[edk2-devel] RFC: Fast Migration for SEV and SEV-ES - blueprint and proof of concept

Ashish Kalra ashish.kalra at amd.com
Thu Oct 29 17:06:38 UTC 2020


Hello Tobin,

On Wed, Oct 28, 2020 at 03:31:44PM -0400, Tobin Feldman-Fitzthum wrote:
> Hello,
> 
> Dov Murik. James Bottomley, Hubertus Franke, and I have been working on a
> plan for fast live migration of SEV and SEV-ES (and SEV-SNP when it's out
> and even hopefully Intel TDX) VMs. We have developed an approach that we
> believe is feasible and a demonstration that shows our solution to the most
> difficult part of the problem. In short, we have implemented a UEFI
> Application that can resume from a VM snapshot. We think this is the crux of
> SEV-ES live migration.

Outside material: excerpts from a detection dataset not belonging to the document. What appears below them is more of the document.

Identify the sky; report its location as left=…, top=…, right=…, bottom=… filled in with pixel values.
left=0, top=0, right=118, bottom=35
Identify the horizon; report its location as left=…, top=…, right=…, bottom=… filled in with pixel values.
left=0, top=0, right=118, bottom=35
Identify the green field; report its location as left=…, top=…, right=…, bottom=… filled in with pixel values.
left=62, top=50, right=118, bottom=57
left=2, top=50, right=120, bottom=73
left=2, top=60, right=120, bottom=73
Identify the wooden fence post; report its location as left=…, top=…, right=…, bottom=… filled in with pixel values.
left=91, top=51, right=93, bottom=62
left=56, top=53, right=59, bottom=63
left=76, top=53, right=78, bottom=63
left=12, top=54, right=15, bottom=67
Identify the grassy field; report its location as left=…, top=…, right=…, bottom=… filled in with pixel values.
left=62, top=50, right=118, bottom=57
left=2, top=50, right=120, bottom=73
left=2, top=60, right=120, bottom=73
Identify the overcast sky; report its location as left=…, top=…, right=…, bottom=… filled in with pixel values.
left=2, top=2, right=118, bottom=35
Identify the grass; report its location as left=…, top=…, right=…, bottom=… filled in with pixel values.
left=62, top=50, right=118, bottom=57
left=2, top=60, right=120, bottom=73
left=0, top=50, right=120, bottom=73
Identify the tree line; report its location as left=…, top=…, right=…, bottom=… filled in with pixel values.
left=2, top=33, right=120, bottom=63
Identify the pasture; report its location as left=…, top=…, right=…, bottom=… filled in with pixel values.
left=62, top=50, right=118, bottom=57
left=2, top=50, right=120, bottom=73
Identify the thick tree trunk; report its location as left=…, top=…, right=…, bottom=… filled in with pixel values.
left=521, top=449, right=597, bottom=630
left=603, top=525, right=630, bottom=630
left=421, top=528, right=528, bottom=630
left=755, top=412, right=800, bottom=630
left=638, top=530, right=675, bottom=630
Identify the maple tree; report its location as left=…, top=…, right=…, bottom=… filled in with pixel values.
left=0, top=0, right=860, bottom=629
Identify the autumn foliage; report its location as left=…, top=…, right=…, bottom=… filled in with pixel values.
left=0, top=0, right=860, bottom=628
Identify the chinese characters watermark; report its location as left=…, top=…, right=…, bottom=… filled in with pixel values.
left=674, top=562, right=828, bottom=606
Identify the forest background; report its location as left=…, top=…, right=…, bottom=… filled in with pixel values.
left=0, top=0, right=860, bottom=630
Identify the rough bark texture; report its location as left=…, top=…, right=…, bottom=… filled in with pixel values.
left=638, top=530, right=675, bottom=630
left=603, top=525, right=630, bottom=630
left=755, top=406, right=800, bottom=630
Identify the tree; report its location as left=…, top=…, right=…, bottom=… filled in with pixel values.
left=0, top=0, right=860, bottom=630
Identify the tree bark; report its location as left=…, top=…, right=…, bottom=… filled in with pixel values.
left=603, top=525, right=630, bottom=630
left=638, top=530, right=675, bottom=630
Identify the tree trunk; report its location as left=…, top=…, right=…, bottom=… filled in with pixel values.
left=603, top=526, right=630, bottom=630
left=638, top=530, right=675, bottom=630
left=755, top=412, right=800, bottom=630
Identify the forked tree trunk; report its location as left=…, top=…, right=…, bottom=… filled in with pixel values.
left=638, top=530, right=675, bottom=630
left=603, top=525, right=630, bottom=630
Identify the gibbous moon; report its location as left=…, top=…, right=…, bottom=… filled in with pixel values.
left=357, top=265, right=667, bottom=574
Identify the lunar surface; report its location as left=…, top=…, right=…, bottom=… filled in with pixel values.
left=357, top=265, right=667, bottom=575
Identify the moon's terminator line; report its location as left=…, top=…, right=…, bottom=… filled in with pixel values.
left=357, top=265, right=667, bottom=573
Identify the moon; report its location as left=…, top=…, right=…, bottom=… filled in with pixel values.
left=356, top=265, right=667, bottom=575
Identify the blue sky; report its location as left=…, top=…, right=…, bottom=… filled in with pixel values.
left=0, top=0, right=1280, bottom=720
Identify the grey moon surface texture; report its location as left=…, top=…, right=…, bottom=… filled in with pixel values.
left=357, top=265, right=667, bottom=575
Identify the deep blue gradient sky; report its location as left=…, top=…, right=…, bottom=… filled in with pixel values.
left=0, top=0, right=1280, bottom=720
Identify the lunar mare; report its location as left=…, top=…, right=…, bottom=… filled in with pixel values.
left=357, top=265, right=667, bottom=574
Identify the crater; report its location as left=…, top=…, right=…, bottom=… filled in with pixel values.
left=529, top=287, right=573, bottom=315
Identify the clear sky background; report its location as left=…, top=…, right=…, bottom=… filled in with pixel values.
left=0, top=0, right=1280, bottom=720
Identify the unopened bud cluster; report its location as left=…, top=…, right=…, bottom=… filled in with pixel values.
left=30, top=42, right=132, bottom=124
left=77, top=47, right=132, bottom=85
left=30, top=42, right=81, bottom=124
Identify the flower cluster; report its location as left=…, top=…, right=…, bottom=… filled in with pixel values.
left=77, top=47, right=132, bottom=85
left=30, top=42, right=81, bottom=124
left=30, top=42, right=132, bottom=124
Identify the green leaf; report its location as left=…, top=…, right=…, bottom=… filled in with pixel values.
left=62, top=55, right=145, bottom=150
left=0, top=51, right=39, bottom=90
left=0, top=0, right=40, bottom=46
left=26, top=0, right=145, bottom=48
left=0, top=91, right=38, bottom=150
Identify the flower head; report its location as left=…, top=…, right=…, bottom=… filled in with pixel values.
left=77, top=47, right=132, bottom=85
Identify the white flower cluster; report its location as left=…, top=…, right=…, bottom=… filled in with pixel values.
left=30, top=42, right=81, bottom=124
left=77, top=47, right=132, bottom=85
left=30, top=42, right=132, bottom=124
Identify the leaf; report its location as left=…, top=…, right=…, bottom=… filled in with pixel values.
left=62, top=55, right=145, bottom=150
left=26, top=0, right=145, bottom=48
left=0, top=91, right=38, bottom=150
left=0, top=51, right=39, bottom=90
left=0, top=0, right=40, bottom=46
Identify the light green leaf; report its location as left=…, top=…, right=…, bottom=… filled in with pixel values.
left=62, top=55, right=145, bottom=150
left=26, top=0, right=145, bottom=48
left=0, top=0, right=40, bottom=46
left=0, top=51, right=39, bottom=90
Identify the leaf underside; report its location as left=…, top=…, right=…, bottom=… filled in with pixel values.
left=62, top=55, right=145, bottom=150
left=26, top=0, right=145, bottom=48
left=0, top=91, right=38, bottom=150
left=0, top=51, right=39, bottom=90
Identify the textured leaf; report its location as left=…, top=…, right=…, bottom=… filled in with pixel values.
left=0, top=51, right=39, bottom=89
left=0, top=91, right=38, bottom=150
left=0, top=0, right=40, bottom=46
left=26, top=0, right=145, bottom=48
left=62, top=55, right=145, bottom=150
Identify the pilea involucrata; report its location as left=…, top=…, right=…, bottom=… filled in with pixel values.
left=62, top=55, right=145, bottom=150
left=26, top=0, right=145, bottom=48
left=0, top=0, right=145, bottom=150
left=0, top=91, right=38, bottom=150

After describing the context of our demo and how it
> works, we explain how it can be extended to a full SEV-ES migration. Our
> goal is to show that fast SEV and SEV-ES live migration can be implemented
> in OVMF with minimal kernel changes. We provide a blueprint for doing so.
> 
> Typically the hypervisor facilitates live migration. AMD SEV excludes the
> hypervisor from the trust domain of the guest. When a hypervisor (HV)
> examines the memory of an SEV guest, it will find only a ciphertext. If the
> HV moves the memory of an SEV guest, the ciphertext will be invalidated.

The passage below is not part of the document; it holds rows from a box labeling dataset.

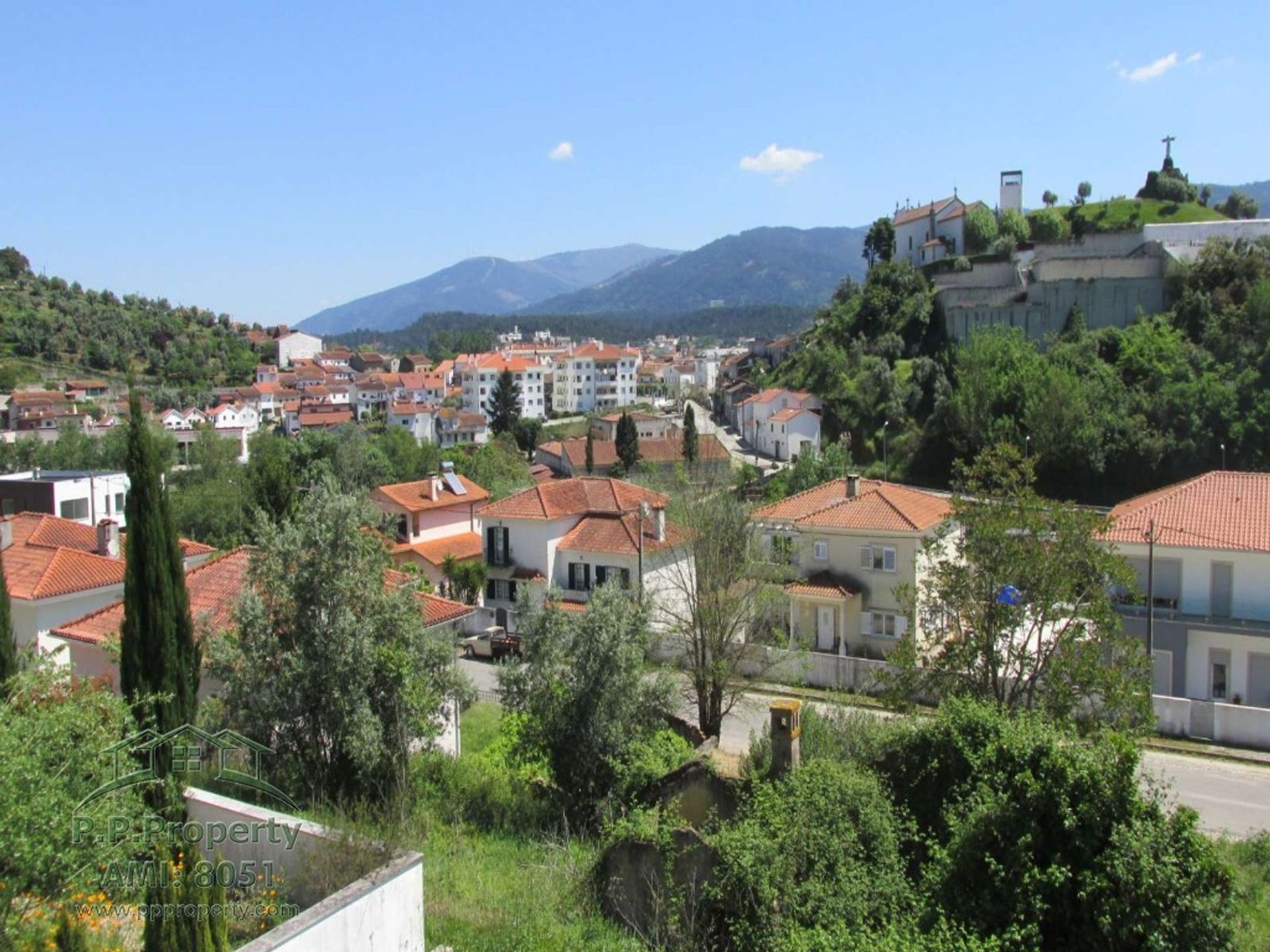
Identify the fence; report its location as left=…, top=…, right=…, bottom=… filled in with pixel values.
left=1151, top=694, right=1270, bottom=750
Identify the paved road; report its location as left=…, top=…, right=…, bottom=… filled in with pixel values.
left=458, top=658, right=1270, bottom=836
left=685, top=400, right=787, bottom=471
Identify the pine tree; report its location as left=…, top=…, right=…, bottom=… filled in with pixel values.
left=616, top=410, right=639, bottom=473
left=485, top=368, right=521, bottom=436
left=119, top=389, right=200, bottom=778
left=0, top=548, right=18, bottom=698
left=683, top=404, right=697, bottom=466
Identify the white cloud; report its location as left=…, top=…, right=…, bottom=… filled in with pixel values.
left=1111, top=52, right=1204, bottom=83
left=740, top=142, right=824, bottom=178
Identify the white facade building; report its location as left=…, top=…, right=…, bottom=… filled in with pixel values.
left=278, top=330, right=321, bottom=368
left=551, top=340, right=640, bottom=414
left=460, top=353, right=548, bottom=420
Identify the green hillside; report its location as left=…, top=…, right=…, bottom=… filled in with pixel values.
left=1056, top=198, right=1226, bottom=231
left=0, top=247, right=257, bottom=392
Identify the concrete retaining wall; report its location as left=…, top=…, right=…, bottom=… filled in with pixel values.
left=1151, top=694, right=1270, bottom=750
left=185, top=788, right=424, bottom=952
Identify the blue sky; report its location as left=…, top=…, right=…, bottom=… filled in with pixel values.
left=0, top=0, right=1270, bottom=324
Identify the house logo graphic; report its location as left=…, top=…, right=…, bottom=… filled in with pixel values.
left=75, top=723, right=298, bottom=811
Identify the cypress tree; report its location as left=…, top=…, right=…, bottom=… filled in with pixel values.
left=683, top=404, right=697, bottom=466
left=616, top=410, right=639, bottom=473
left=119, top=387, right=200, bottom=778
left=485, top=368, right=521, bottom=436
left=0, top=548, right=18, bottom=698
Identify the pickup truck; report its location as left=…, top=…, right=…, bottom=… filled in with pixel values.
left=462, top=625, right=521, bottom=661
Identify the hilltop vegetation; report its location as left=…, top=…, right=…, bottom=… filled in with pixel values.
left=773, top=239, right=1270, bottom=502
left=0, top=247, right=257, bottom=391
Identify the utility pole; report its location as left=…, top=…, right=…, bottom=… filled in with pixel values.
left=1147, top=519, right=1156, bottom=694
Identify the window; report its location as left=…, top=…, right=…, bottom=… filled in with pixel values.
left=860, top=546, right=896, bottom=573
left=569, top=563, right=591, bottom=592
left=58, top=499, right=87, bottom=519
left=485, top=526, right=512, bottom=566
left=866, top=612, right=904, bottom=639
left=485, top=579, right=516, bottom=602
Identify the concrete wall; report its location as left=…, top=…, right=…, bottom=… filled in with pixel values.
left=1151, top=694, right=1270, bottom=750
left=185, top=789, right=425, bottom=952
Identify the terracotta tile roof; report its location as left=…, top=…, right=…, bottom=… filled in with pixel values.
left=568, top=340, right=639, bottom=360
left=548, top=433, right=728, bottom=471
left=556, top=513, right=683, bottom=556
left=371, top=472, right=489, bottom=513
left=894, top=196, right=955, bottom=225
left=785, top=573, right=860, bottom=598
left=753, top=479, right=952, bottom=532
left=52, top=547, right=251, bottom=643
left=392, top=532, right=483, bottom=566
left=769, top=406, right=812, bottom=422
left=1105, top=469, right=1270, bottom=552
left=384, top=569, right=476, bottom=628
left=482, top=476, right=667, bottom=519
left=297, top=407, right=353, bottom=426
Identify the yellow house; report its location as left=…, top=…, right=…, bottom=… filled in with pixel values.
left=752, top=476, right=951, bottom=658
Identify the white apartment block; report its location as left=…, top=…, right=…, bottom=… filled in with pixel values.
left=460, top=353, right=548, bottom=420
left=551, top=340, right=642, bottom=414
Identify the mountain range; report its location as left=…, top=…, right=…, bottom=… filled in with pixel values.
left=302, top=245, right=678, bottom=334
left=302, top=227, right=867, bottom=335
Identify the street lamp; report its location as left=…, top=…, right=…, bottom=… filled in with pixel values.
left=881, top=420, right=890, bottom=483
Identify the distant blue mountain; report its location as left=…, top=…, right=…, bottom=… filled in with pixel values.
left=302, top=245, right=677, bottom=334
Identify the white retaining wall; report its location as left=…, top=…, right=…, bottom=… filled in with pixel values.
left=185, top=788, right=424, bottom=952
left=1151, top=694, right=1270, bottom=750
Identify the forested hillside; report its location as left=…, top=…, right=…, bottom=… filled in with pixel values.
left=0, top=247, right=257, bottom=389
left=773, top=239, right=1270, bottom=502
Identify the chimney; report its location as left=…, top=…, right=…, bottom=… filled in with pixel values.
left=97, top=519, right=119, bottom=559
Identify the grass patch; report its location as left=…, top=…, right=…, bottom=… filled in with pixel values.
left=462, top=701, right=503, bottom=756
left=1056, top=198, right=1226, bottom=231
left=1218, top=832, right=1270, bottom=952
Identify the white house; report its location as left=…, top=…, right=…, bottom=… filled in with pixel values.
left=385, top=401, right=437, bottom=443
left=482, top=477, right=691, bottom=631
left=371, top=462, right=489, bottom=585
left=278, top=330, right=321, bottom=368
left=0, top=469, right=130, bottom=527
left=751, top=476, right=951, bottom=658
left=1106, top=471, right=1270, bottom=707
left=0, top=513, right=214, bottom=676
left=551, top=340, right=640, bottom=414
left=893, top=196, right=983, bottom=265
left=460, top=353, right=548, bottom=420
left=734, top=387, right=824, bottom=459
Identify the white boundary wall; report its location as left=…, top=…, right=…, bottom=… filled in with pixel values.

> Furthermore, with SEV-ES the hypervisor is largely unable to access guest
> CPU state. Thus, fast migration of SEV VMs requires support from inside the
> trust domain, i.e. the guest.
> 
> One approach is to add support for SEV Migration to the Linux kernel. This
> would allow the guest to encrypt/decrypt its own memory with a transport
> key. This approach has met some resistance. We propose a similar approach
> implemented not in Linux, but in firmware, specifically OVMF. Since OVMF
> runs inside the guest, it has access to the guest memory and CPU state. OVMF
> should be able to perform the manipulations required for live migration of
> SEV and SEV-ES guests.
> 
> The biggest challenge of this approach involves migrating the CPU state of
> an SEV-ES guest. In a normal (non-SEV migration) the HV sets the CPU state
> of the target before the target begins executing. In our approach, the HV
> starts the target and OVMF must resume to whatever state the source was in.
> We believe this to be the crux (or at least the most difficult part) of live
> migration for SEV and we hope that by demonstrating resume from EFI, we can
> show that our approach is generally feasible.
> 
> Our demo can be found at <https://nam11.safelinks.protection.outlook.com/?url=https%3A%2F%2Fgithub.com%2Fsecure-migration&data=04%7C01%7Cashish.kalra%40amd.com%7C6edb93f8936e465a9fee08d87b781d00%7C3dd8961fe4884e608e11a82d994e183d%7C0%7C0%7C637395103097650163%7CUnknown%7CTWFpbGZsb3d8eyJWIjoiMC4wLjAwMDAiLCJQIjoiV2luMzIiLCJBTiI6Ik1haWwiLCJXVCI6Mn0%3D%7C1000&sdata=dsOh3zcwSWgnpmMdcCnSoJ%2B3Ohqz175axch%2B%2Bnu73Uc%3D&reserved=0>.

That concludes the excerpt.